Une onde de dégoût fripa les sillons de son front. « C'est un putain de boulot ingrat ce que vous nous demandez là ! Trois techniciens ont le nez là-dedans… Autant remuer la merde d'une fosse à purin !

— Plus aucune trace du système vidéo ? »

Il jeta son gobelet vide sur le sol et l'écrasa du talon. « Non.

— C'est tout ?

— Bien sûr, c'est tout ! À quoi vous attendiez-vous ? À ce qu'il nous laisse sa photo encadrée avec un petit mot de bienvenue ? On analyse le reste de l'abattoir et l'extérieur. Cet endroit me répugne. Il pue la charogne à plein nez. »

Limon disparut avec la vivacité d'une lame dans le brouillard. « Pas très en forme, les gars de la Scientifique », lâcha Sibersky sans l'ombre d'un sourire.

Je me levai en direction de la porte. « Allons rejoindre le légiste… » Nous longeâmes dans un silence de pierre la salle d'abattage, descendîmes précautionneusement l'échelle par laquelle je m'étais engagé la veille, avant de rejoindre Van de Veld au bout du tunnel. « Je ne vous ai pas exposé ce que j'ai découvert », glissa mon lieutenant avant notre entrée dans la pièce, « mais ça peut attendre… Rien de déterminant de toute façon… »

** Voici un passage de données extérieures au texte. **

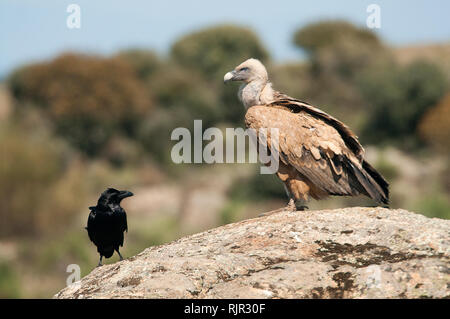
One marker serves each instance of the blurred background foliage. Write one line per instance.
(74, 125)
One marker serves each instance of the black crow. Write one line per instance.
(107, 222)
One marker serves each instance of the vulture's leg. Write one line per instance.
(300, 205)
(289, 208)
(100, 261)
(121, 258)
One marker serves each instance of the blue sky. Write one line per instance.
(32, 30)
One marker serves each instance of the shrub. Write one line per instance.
(88, 98)
(434, 127)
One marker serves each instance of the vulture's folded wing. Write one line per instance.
(316, 149)
(297, 106)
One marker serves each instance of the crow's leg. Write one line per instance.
(100, 261)
(121, 258)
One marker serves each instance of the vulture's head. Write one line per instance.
(248, 71)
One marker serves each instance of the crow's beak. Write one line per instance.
(229, 76)
(125, 194)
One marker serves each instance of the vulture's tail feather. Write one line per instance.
(373, 183)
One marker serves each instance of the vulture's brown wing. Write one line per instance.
(316, 149)
(296, 106)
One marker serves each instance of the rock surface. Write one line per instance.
(344, 253)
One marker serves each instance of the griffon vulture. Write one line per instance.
(318, 154)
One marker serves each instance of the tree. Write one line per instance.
(87, 97)
(434, 127)
(216, 50)
(399, 97)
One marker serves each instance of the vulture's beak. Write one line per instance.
(125, 194)
(229, 76)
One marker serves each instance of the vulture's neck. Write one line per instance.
(256, 93)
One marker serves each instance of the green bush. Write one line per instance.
(398, 99)
(87, 98)
(39, 189)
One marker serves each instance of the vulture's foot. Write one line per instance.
(289, 208)
(120, 255)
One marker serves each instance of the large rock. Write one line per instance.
(343, 253)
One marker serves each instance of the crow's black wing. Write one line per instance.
(123, 220)
(92, 226)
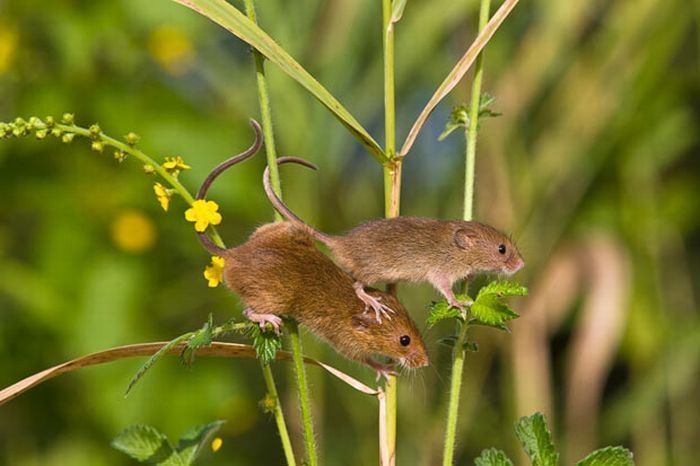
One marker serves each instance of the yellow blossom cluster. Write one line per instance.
(203, 213)
(214, 272)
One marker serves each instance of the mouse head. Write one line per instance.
(487, 249)
(397, 338)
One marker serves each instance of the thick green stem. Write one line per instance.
(392, 197)
(472, 129)
(304, 402)
(459, 351)
(455, 389)
(265, 113)
(299, 370)
(279, 415)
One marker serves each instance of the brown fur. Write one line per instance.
(279, 271)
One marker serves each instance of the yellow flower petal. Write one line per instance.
(214, 272)
(203, 213)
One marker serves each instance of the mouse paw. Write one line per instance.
(382, 370)
(461, 305)
(372, 302)
(263, 319)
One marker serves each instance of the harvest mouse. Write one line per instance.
(412, 249)
(279, 271)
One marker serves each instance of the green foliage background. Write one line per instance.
(593, 166)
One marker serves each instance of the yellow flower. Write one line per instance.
(203, 213)
(8, 45)
(215, 272)
(132, 231)
(216, 444)
(172, 49)
(173, 164)
(163, 194)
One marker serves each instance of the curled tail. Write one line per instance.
(283, 209)
(218, 170)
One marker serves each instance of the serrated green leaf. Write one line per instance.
(231, 19)
(147, 445)
(153, 359)
(493, 457)
(471, 346)
(441, 310)
(502, 288)
(490, 310)
(191, 442)
(537, 440)
(608, 456)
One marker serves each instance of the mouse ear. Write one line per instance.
(465, 238)
(363, 320)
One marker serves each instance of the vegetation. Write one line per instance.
(589, 165)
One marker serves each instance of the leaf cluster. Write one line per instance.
(534, 435)
(148, 445)
(487, 309)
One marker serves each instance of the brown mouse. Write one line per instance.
(412, 249)
(279, 271)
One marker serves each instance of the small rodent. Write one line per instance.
(278, 271)
(411, 249)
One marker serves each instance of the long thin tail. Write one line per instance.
(218, 170)
(283, 209)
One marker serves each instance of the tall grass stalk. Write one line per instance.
(392, 197)
(459, 351)
(292, 328)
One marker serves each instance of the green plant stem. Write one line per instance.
(473, 128)
(304, 403)
(279, 415)
(293, 329)
(265, 113)
(392, 196)
(458, 352)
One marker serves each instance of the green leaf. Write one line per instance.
(147, 445)
(192, 441)
(397, 11)
(441, 311)
(230, 18)
(502, 288)
(199, 339)
(491, 311)
(537, 441)
(458, 72)
(608, 456)
(492, 457)
(153, 359)
(266, 343)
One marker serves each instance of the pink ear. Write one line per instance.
(363, 320)
(465, 238)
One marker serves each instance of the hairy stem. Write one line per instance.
(279, 415)
(459, 351)
(392, 197)
(304, 403)
(265, 113)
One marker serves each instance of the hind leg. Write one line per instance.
(370, 301)
(262, 319)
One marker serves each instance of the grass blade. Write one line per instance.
(458, 72)
(242, 27)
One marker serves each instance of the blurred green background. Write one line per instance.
(593, 167)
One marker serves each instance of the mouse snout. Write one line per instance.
(416, 358)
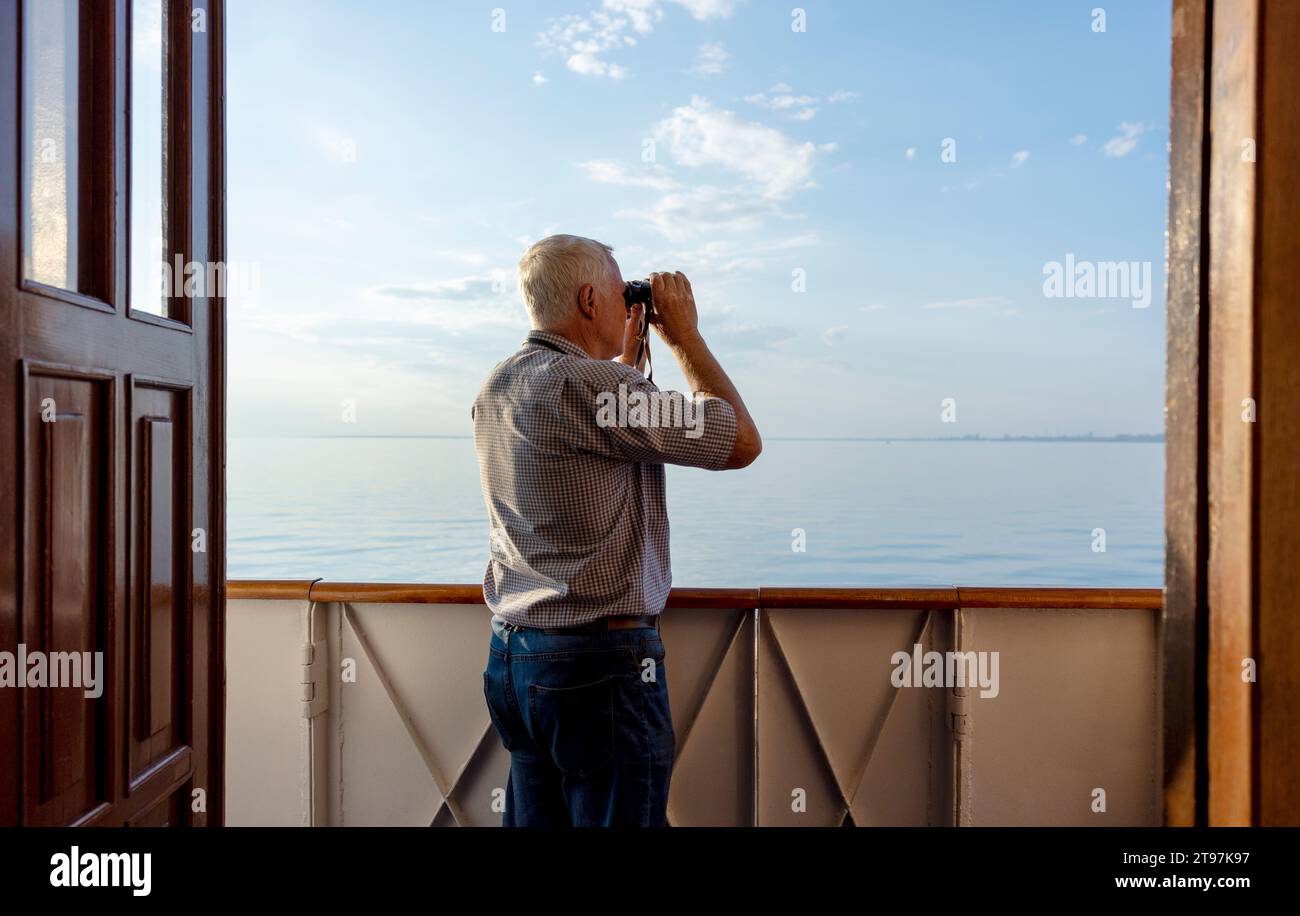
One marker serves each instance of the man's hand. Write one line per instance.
(674, 308)
(631, 338)
(677, 324)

J'acquiesçai, les yeux figés sur le cadavre de la femme. Je l'avais à peine regardée, une fois recouvrés mes esprits. À présent je la découvrais, morcelée par la cruauté blanche des puissants halogènes à batterie.

Williams pénétra dans la pièce comme dans une église. J'aperçus dans ses yeux la flamme vacillante des cierges, les reflets kaléidoscopiques de vitraux ogivaux, les larmes de la Vierge. Une magie s'opérait, une fusion fantomatique et je crus voir, le temps d'un souffle, certains de ses cheveux onduler, comme caressés par la main de Dieu.

« Il n'y est pas allé de main morte cette fois », râla Van de Veld. « Vous l'avez vraiment mis en colère, commissaire. Que pensez-vous de cela, madame Williams ? »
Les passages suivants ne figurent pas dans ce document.